The Muslim Brotherhood in Jordan condemned the verdict in a statement released on Sunday. The arrest of Mr. Bani Rushaid, under a recently strengthened antiterrorism law, was “politically motivated and demonstrates a deliberate escalation by the state against the Muslim Brotherhood in Jordan,” the statement said. “It is a blow to freedom of speech and the rights of citizens.”

Standing inside a black cage in the courtroom, Mr. Bani Rushaid reacted stoically to the verdict. His lawyer, Saleh Armouti, looked at his client and said, “May God bring you no harm.” Mr. Armouti added that he planned to appeal. Mr. Bani Rushaid has been detained since November, and the time he has served will be deducted from his sentence.

“This is a shame, a shame,” shouted a small crowd outside the court after hearing the verdict. Some held posters of Mr. Bani Rushaid. Mr. Armouti angrily pointed his finger in the air and, referring to King Abdullah II of Jordan, said: “Where is justice, your majesty? This is death for freedom of expression. The government is to blame. Where is the government?”

Ali Abul Sukkar, a Brotherhood member who was among the protesters, said, “This court is a military court for the most heinous crimes against the country, not for a well-known figure who expresses an opinion on Facebook.”

“There is no logical and just decision to this,” he added. “It is purely political.”

It was the first arrest and conviction of an opposition leader in recent years, although a Brotherhood member, Mohammad Said Bakr, was taken into custody in September and given a six-month sentence after he harshly criticized the Jordanian authorities for what he suggested was a tepid response to the Israeli military campaign in the Gaza Strip last summer.

The Muslim Brotherhood is Jordan’s main opposition party, but unlike Egypt, Jordan has long tolerated the organization’s presence. In recent months, the Brotherhood movement here has had its own internal disputes, chiefly between the moderate and conservative factions. The movement’s more liberal wing has called for internal reform and changes in policies.
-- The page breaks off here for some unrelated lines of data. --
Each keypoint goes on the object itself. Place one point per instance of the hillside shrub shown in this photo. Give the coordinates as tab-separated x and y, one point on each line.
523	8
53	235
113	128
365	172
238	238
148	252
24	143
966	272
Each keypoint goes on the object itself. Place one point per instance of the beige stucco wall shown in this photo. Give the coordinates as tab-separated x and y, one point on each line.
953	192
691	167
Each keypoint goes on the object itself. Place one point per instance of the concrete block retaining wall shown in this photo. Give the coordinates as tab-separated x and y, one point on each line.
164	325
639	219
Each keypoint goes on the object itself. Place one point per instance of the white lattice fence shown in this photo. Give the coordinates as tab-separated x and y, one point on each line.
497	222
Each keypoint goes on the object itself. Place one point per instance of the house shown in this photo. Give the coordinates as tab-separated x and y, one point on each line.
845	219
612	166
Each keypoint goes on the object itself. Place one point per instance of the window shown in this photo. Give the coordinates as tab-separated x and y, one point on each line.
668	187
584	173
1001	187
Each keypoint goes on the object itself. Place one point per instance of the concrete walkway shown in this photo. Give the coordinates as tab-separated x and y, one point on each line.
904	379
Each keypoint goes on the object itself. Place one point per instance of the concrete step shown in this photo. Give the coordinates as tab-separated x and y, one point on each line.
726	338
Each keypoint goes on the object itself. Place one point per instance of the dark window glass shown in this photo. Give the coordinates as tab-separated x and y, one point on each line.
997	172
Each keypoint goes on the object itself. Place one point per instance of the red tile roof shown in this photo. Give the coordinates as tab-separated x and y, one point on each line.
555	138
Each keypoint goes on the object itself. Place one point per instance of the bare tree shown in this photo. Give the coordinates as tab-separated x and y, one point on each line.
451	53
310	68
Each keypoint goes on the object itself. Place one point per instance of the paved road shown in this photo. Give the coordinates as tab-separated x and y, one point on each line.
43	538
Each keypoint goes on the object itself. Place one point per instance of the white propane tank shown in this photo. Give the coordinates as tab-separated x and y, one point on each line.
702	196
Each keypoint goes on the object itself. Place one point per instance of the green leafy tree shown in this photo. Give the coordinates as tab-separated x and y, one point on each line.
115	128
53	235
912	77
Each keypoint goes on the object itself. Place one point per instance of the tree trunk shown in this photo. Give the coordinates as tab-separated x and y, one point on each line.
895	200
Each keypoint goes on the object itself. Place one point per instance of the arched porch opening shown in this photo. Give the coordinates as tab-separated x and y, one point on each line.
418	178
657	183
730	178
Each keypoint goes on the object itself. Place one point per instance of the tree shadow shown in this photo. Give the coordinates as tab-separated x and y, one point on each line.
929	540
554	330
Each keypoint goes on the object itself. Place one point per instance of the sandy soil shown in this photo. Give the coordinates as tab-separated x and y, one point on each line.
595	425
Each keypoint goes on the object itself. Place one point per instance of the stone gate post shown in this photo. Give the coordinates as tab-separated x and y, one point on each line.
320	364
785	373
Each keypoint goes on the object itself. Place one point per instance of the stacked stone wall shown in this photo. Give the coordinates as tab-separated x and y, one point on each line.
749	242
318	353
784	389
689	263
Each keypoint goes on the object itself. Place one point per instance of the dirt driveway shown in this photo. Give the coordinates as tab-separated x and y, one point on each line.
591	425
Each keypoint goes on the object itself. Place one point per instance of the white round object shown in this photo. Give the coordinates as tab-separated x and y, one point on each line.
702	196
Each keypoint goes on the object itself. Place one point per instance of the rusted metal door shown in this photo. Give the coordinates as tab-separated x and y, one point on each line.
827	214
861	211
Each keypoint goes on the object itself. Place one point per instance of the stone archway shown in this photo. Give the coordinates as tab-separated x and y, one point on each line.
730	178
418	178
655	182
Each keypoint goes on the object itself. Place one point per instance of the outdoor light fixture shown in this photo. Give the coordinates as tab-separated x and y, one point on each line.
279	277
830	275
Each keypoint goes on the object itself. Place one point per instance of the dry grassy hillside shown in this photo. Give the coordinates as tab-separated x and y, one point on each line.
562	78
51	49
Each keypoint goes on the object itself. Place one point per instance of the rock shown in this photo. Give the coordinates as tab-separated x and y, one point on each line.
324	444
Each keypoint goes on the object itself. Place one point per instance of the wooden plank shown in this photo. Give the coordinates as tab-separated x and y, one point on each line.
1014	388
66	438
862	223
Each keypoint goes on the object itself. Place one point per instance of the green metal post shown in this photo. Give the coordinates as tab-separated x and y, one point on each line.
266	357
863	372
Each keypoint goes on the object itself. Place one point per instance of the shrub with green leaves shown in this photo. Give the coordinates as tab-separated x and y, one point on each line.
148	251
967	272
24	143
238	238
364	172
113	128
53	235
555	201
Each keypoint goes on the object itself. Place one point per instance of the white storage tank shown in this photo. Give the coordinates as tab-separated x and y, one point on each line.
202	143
The movement is known for its passionate advocacy of diminishing the relatively unchecked power of the king. Yet it has never called for the overthrow of the monarchy, even during the headiest days of the Arab Spring.

After Mr. Bani Rushaid’s arrest, the government noted the importance of the country’s relations with the United Arab Emirates, where about 250,000 Jordanians work and which have provided considerable financial aid to Jordan. The Emirates have also used Jordan as a base to conduct airstrikes against the Islamic State.